Outra estranha forma de religiosidade verificava-se durante a Quaresma. Era o Cantar no Outeiro. Sobranceiro à Fajã Grande, quase paralelo ao Pico da Vigia, fica o Outeiro, em cuja parte mais alta, no meio de imensa e diversa vegetação, está colocada uma enorme cruz, branca, ingente, altiva e teúrgica, como que a abençoar a freguesia. Antigamente era junto a esta cruz que, nas noites das terças e sextas-feiras da Quaresma, um grupo de homens, quer chovesse, quer ventasse, depois de subir por um trilho estreito e íngreme, ajoelhava e entoava cânticos religiosos e impropérios diversos e prolongados. As suas vozes, ecoando nas encostas dos montes, ressoavam e repercutiam-se sobre os telhados das casas da freguesia. Então todos os lares as pessoas paravam o trabalho ou suspendiam a ceia e ajoelhavam e rezavam Padres-Nossos e Ave Marias, de acordo com a orientação dos cantores e, unindo-se às preces deles, suplicavam auxílio para os necessitados, prosperidade para os pobres, perdão para os delituosos e beneficência para os infelizes e sofredores.

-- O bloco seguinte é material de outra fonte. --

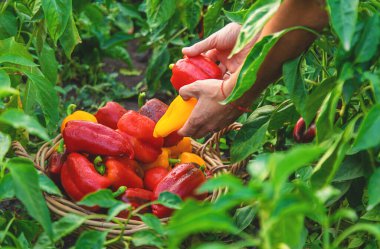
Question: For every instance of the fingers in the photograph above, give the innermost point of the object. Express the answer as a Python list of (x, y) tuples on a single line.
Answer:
[(201, 47)]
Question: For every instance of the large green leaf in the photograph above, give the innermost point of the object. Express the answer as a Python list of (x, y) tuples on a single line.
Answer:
[(251, 66), (70, 37), (5, 143), (159, 12), (46, 96), (343, 16), (91, 240), (49, 65), (57, 15), (258, 15), (14, 52), (25, 181), (368, 131), (18, 119)]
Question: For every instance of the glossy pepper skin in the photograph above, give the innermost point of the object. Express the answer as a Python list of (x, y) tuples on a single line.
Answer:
[(55, 165), (139, 130), (110, 114), (78, 115), (190, 69), (79, 177), (121, 175), (97, 139), (183, 180), (183, 146), (161, 161), (187, 157), (302, 134), (153, 176), (175, 117), (136, 197), (155, 109)]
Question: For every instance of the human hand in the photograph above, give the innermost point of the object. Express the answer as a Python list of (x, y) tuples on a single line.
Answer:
[(218, 47), (208, 115)]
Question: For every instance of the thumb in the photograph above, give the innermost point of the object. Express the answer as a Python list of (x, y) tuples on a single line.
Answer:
[(189, 91), (200, 47)]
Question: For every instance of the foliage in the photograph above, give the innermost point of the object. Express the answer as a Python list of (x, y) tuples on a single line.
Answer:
[(321, 195)]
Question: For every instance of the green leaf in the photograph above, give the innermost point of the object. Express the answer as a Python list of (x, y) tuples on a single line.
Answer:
[(212, 14), (5, 144), (258, 15), (169, 200), (343, 16), (147, 238), (369, 40), (373, 187), (153, 222), (49, 64), (57, 15), (159, 12), (46, 96), (294, 82), (249, 139), (8, 24), (16, 53), (91, 240), (252, 64), (18, 119), (190, 12), (367, 134), (47, 185), (6, 187), (25, 182), (70, 37)]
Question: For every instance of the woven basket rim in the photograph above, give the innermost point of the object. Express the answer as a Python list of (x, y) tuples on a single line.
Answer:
[(62, 206)]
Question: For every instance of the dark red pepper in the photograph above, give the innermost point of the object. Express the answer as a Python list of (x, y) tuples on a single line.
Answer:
[(138, 129), (153, 176), (190, 69), (136, 197), (183, 180), (93, 138), (303, 135), (121, 174), (79, 177), (110, 114), (155, 109)]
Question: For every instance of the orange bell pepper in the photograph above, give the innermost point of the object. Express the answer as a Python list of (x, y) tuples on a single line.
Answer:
[(183, 146), (78, 115), (175, 117)]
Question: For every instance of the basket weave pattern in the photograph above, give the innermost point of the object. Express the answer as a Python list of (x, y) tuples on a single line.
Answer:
[(62, 206)]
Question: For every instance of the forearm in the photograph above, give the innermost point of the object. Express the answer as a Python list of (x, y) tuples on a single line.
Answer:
[(309, 13)]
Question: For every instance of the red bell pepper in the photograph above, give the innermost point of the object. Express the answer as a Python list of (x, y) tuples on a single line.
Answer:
[(93, 138), (153, 176), (183, 180), (139, 131), (190, 69), (155, 109), (121, 174), (136, 197), (110, 114), (79, 177)]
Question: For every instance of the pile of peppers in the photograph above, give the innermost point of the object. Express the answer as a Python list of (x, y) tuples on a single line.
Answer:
[(115, 147)]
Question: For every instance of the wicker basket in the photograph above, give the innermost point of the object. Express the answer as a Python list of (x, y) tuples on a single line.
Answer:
[(61, 206)]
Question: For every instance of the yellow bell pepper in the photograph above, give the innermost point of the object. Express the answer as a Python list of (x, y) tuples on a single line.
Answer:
[(183, 146), (175, 117), (78, 115), (187, 157)]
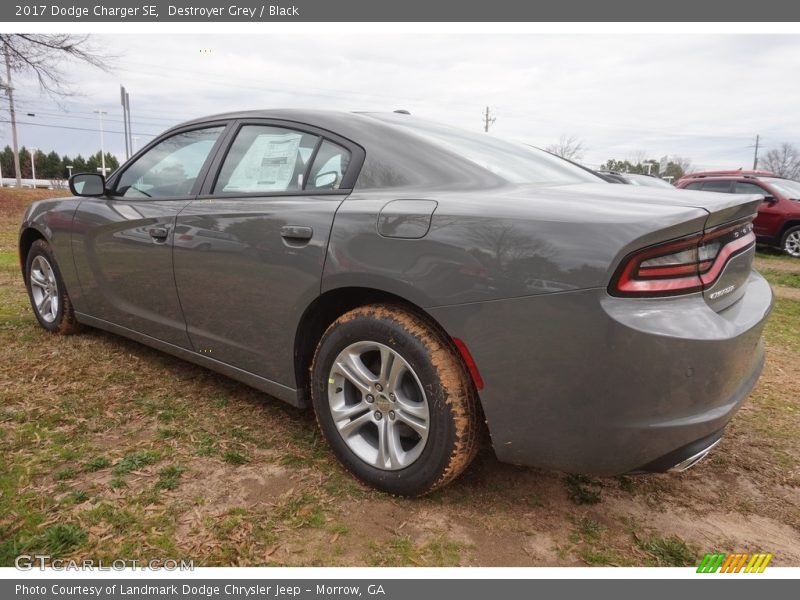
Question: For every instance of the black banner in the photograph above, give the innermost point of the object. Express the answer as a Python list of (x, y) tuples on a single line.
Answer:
[(407, 11), (389, 589)]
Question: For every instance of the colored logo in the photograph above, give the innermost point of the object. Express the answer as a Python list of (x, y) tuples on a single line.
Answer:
[(719, 562)]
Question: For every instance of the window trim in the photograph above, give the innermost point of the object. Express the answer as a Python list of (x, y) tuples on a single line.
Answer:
[(728, 181), (201, 174), (764, 191), (349, 178)]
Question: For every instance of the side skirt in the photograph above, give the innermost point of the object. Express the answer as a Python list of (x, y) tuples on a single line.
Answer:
[(268, 386)]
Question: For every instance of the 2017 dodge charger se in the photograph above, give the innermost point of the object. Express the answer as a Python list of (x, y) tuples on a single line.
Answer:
[(416, 284)]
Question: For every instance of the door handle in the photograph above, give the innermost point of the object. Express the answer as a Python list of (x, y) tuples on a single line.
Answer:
[(296, 232), (159, 233)]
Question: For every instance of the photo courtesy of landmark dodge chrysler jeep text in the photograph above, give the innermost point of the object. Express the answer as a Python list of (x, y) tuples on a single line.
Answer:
[(417, 285)]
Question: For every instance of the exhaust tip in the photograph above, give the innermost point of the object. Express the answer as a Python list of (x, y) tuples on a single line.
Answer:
[(691, 461)]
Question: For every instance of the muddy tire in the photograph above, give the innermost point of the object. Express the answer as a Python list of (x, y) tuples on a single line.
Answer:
[(47, 292), (394, 400), (790, 241)]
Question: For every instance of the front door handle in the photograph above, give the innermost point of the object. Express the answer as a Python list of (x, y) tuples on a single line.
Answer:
[(159, 233), (296, 232)]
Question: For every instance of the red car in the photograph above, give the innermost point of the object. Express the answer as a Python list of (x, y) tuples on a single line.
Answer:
[(778, 220)]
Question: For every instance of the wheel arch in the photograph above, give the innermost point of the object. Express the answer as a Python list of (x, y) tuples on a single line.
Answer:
[(332, 304), (26, 238), (785, 227)]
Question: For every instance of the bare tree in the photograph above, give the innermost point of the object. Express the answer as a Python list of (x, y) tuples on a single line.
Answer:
[(43, 56), (568, 147), (684, 163), (783, 161), (637, 157)]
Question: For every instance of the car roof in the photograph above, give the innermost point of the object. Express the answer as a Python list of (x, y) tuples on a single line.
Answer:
[(341, 122)]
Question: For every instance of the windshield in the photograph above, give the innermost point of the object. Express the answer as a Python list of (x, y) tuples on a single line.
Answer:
[(787, 187), (517, 163)]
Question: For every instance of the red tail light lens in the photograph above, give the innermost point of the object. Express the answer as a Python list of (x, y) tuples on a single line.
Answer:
[(682, 266)]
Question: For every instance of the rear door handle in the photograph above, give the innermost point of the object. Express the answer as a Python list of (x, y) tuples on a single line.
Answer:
[(296, 232), (159, 233)]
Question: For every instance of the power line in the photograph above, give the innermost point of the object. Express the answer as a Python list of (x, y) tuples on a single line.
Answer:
[(73, 128)]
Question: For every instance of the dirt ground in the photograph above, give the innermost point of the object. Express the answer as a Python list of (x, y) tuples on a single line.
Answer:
[(111, 450)]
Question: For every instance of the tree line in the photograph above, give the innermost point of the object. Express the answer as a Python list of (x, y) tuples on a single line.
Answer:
[(52, 166)]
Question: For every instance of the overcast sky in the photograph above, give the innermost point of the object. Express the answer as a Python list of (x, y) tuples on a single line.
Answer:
[(701, 96)]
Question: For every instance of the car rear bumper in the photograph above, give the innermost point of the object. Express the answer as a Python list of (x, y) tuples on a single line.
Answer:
[(584, 382)]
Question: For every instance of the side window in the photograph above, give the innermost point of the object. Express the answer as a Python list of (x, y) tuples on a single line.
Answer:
[(265, 159), (329, 167), (749, 188), (169, 168), (717, 186)]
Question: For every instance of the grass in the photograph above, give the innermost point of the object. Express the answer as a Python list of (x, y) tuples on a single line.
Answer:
[(168, 477), (782, 278), (582, 489), (136, 461), (109, 449), (668, 551)]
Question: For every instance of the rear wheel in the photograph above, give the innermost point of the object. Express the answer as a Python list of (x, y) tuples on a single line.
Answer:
[(394, 400), (790, 242), (46, 291)]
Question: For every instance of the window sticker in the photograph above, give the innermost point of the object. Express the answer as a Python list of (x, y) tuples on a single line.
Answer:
[(268, 165)]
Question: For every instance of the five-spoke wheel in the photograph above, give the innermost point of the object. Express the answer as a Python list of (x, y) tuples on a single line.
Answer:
[(394, 399)]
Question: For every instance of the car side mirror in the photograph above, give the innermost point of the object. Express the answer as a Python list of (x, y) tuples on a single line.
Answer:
[(87, 184), (327, 179)]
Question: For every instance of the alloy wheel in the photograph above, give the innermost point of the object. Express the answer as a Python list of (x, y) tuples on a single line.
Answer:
[(378, 405), (44, 289)]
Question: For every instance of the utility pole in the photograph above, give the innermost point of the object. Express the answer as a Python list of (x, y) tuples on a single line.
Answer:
[(755, 156), (128, 119), (102, 143), (33, 166), (13, 115), (488, 120), (125, 121)]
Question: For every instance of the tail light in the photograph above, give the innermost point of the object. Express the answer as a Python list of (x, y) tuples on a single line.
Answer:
[(682, 266)]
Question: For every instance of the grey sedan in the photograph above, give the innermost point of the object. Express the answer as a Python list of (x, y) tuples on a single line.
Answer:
[(417, 286)]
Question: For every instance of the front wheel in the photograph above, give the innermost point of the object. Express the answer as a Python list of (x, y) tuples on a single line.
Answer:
[(394, 400), (790, 242), (47, 292)]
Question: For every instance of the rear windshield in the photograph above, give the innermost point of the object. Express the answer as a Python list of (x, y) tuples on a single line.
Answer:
[(787, 187), (517, 163)]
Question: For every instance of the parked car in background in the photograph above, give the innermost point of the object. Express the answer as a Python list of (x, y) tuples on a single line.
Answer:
[(778, 220), (415, 284), (638, 179)]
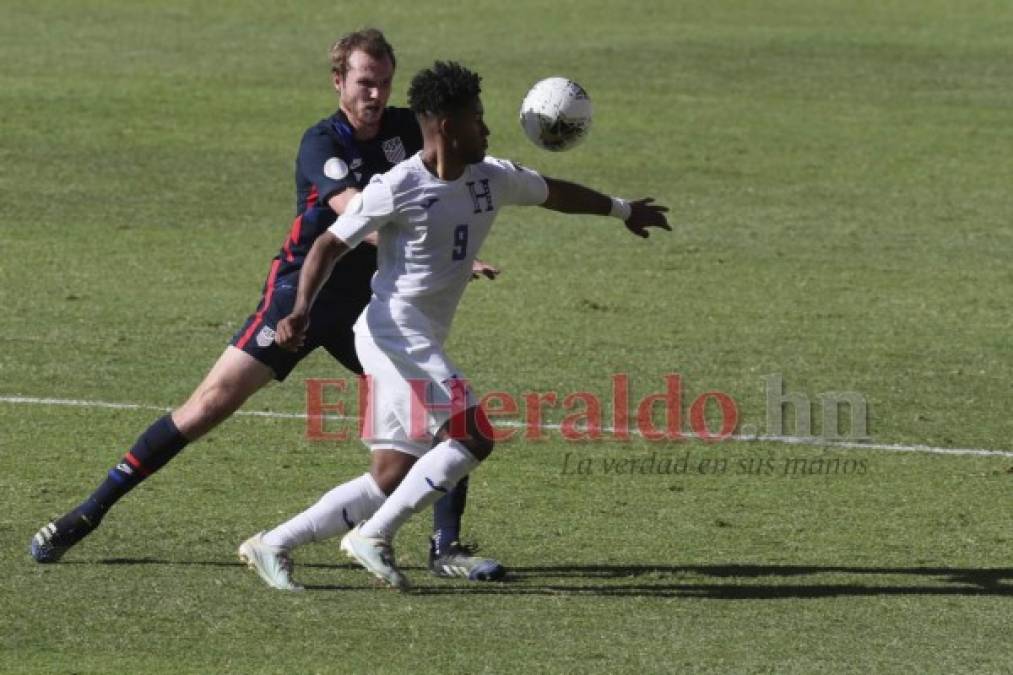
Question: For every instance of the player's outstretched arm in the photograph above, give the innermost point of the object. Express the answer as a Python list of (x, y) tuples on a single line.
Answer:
[(326, 250), (568, 197)]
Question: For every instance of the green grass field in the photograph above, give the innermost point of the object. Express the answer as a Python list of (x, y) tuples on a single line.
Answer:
[(839, 175)]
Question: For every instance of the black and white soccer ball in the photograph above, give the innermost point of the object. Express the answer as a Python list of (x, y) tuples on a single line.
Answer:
[(556, 114)]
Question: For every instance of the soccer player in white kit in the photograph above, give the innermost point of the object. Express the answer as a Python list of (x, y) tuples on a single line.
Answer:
[(432, 213)]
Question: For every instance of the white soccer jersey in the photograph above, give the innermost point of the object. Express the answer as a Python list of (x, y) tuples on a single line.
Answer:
[(430, 232)]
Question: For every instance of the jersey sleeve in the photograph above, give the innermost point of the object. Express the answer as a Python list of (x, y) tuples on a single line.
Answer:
[(367, 212), (324, 163), (524, 186)]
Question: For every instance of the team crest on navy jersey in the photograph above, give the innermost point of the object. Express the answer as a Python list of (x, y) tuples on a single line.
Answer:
[(265, 338), (393, 150)]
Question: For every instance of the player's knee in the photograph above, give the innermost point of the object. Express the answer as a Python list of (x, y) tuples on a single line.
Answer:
[(472, 430), (388, 468)]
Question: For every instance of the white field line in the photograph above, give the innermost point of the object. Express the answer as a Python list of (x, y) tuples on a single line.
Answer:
[(787, 440)]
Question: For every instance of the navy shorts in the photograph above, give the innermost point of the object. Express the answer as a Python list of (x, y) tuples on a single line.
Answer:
[(330, 327)]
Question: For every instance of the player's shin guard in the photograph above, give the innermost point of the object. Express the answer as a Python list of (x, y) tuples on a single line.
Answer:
[(335, 513), (152, 450), (447, 514), (431, 477)]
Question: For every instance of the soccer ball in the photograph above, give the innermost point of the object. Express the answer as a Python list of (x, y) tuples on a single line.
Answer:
[(556, 114)]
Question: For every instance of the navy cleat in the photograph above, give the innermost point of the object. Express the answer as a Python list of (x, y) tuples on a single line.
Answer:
[(459, 560), (53, 540)]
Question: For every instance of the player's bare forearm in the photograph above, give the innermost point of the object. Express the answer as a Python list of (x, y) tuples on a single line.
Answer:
[(326, 250), (572, 198), (567, 197)]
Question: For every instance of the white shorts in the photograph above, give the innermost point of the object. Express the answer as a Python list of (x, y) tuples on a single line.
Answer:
[(413, 389)]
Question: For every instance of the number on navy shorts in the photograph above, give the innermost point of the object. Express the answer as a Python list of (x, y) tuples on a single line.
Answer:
[(460, 249)]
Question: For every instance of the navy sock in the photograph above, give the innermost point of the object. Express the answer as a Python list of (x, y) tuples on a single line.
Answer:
[(447, 515), (152, 450)]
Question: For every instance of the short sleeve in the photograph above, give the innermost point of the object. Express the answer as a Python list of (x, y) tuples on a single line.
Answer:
[(323, 162), (524, 186), (367, 212)]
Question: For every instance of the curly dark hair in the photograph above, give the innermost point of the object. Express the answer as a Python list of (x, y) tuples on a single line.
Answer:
[(446, 87)]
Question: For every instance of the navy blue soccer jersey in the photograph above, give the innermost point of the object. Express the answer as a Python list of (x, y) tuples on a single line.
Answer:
[(330, 160)]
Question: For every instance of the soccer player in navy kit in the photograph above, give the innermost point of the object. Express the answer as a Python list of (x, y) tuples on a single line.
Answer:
[(337, 156)]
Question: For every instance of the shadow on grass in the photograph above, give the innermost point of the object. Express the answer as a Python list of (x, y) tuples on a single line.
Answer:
[(742, 582)]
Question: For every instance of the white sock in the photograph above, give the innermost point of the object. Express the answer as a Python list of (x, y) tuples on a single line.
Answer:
[(431, 477), (336, 513)]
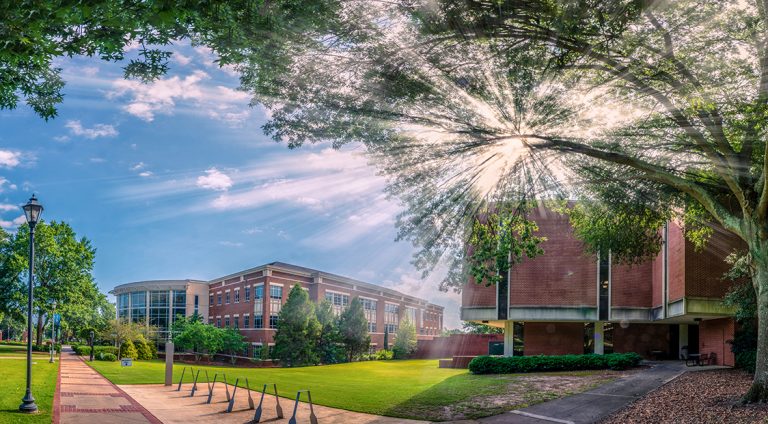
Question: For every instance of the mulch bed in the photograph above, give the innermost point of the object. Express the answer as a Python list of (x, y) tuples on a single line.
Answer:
[(696, 397)]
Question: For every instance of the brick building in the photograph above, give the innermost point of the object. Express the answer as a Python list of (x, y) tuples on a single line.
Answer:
[(567, 301), (251, 300)]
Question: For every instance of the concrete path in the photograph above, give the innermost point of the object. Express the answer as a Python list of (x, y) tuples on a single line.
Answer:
[(593, 405), (172, 406), (83, 396)]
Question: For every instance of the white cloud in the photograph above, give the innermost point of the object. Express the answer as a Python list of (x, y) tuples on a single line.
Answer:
[(231, 244), (5, 184), (98, 130), (164, 96), (183, 60), (89, 71), (214, 180), (9, 159)]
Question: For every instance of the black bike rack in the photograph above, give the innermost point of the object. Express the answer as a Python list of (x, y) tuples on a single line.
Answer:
[(279, 410), (312, 417)]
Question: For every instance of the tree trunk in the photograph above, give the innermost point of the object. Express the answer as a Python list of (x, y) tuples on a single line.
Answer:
[(39, 337), (758, 392)]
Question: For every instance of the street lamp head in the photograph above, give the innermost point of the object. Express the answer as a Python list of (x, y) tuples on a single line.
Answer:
[(32, 210)]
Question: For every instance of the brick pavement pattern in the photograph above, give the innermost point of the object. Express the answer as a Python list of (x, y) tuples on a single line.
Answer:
[(83, 396)]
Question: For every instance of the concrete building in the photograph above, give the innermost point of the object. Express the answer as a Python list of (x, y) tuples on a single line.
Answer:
[(251, 300), (567, 301)]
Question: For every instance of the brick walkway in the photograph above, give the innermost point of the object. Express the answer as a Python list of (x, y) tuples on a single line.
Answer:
[(83, 396)]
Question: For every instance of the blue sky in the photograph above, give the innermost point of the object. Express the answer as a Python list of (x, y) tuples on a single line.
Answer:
[(175, 179)]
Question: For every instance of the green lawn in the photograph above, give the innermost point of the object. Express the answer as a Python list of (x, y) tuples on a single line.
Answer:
[(409, 389), (13, 377)]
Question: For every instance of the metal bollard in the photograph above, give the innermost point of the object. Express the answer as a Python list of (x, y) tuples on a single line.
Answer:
[(210, 388), (181, 380), (234, 392), (312, 417), (278, 409), (194, 384)]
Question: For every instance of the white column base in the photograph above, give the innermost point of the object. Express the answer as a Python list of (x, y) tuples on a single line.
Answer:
[(509, 338), (599, 338)]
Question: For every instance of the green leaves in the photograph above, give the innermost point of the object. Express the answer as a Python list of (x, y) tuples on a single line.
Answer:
[(501, 238)]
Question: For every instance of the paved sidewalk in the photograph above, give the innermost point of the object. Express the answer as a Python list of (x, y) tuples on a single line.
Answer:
[(83, 396), (592, 405)]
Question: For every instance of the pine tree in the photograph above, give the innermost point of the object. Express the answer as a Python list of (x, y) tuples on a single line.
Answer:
[(329, 346), (405, 341), (353, 327), (297, 330)]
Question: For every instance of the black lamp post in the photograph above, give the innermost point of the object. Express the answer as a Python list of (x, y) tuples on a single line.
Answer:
[(32, 211)]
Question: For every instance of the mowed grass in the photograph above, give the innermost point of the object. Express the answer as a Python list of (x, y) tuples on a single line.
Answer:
[(13, 375), (408, 389)]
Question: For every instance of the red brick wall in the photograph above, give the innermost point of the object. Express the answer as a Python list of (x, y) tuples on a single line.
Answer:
[(553, 338), (713, 337), (631, 285), (564, 275), (641, 338), (677, 262), (704, 270), (478, 294), (456, 345)]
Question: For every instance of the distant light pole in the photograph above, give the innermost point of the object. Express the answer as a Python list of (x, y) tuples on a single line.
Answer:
[(53, 328), (32, 211)]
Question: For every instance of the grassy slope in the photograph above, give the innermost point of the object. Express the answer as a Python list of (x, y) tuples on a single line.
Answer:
[(409, 389), (13, 378), (394, 388)]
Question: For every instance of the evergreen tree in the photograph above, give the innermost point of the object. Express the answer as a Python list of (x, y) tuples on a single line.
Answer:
[(297, 330), (353, 327), (405, 341), (329, 347), (128, 350)]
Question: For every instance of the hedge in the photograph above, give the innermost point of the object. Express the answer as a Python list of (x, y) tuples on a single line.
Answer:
[(544, 363), (86, 350)]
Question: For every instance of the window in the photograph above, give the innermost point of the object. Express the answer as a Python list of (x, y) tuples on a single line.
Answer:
[(275, 300), (139, 307), (369, 307), (410, 313), (339, 301), (179, 304), (122, 306), (159, 302), (391, 317)]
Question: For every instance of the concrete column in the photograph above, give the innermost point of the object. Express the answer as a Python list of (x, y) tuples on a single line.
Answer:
[(683, 339), (509, 337), (599, 338)]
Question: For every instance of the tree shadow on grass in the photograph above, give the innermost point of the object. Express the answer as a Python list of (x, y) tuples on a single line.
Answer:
[(465, 396)]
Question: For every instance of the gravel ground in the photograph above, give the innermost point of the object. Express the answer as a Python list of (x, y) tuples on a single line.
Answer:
[(696, 397)]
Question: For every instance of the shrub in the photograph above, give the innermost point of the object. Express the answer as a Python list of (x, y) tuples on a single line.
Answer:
[(543, 363), (128, 350), (143, 349), (102, 356)]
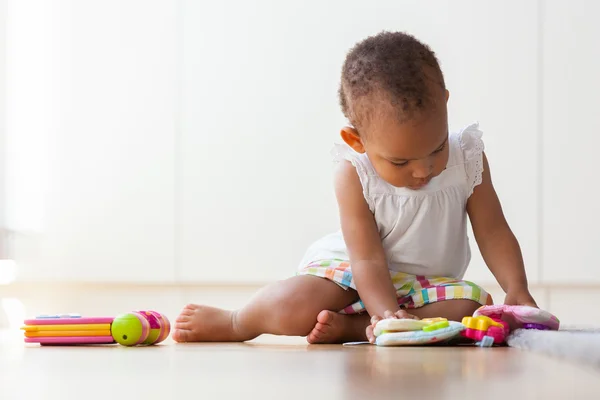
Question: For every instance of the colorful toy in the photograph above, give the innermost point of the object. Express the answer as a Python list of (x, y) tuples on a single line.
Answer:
[(402, 332), (520, 317), (477, 328), (129, 329)]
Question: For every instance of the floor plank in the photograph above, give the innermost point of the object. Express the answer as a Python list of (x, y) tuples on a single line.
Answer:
[(284, 368)]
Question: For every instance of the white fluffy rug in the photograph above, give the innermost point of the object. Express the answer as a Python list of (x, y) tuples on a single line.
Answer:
[(572, 344)]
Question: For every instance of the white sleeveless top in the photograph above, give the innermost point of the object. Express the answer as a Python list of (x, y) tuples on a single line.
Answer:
[(423, 232)]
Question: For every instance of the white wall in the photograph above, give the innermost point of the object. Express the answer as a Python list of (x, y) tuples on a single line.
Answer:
[(571, 96), (189, 141), (3, 245), (91, 121)]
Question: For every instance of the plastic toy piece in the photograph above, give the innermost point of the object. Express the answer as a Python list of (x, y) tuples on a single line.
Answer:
[(487, 341), (479, 327), (536, 326), (521, 317), (129, 329), (420, 337)]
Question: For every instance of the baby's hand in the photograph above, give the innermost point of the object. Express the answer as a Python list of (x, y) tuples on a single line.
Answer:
[(400, 314)]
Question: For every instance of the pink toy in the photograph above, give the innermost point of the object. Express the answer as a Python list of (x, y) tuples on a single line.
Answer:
[(478, 327), (520, 317)]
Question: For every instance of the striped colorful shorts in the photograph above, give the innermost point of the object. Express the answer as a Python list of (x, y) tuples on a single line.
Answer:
[(412, 291)]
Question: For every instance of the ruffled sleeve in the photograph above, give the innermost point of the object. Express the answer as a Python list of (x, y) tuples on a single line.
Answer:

Outra interessante forma de religiosidade fajãgrandense eram as Procissões das Rogações, realizadas nas Têmporas de Setembro ou quando havia secas prolongadas. Eram procissões de penitência e oração, sem Santos e sem andores, onde apenas seguia a cruz paroquial, revestida de manga roxa. Depois os homens, a maior parte de opas, as mulheres de cabeça coberta e no fim o pároco que aspergia e benzia os campos por onde a procissão passava, ao mesmo tempo que entoava, em latim e enquanto os sinos dobravam, a ladainha de todos os santos. Nos períodos de seca era, geralmente, o povo que as pedia e o pároco levava uma pequenina e velha imagem de Sant’Ana, a quem se dirigiam vários cânticos e preces, seguidas das ladainhas. As procissões das Rogações normalmente percorriam as Courelas, Rua Nova, a Via d´Agua e a Tronqueira, ou seja as zonas onde as terras eram mais próximas do mar, atingidas pela salmoira, mais secas e onde a recolha dos produtos agrícolas se verificava mais cedo.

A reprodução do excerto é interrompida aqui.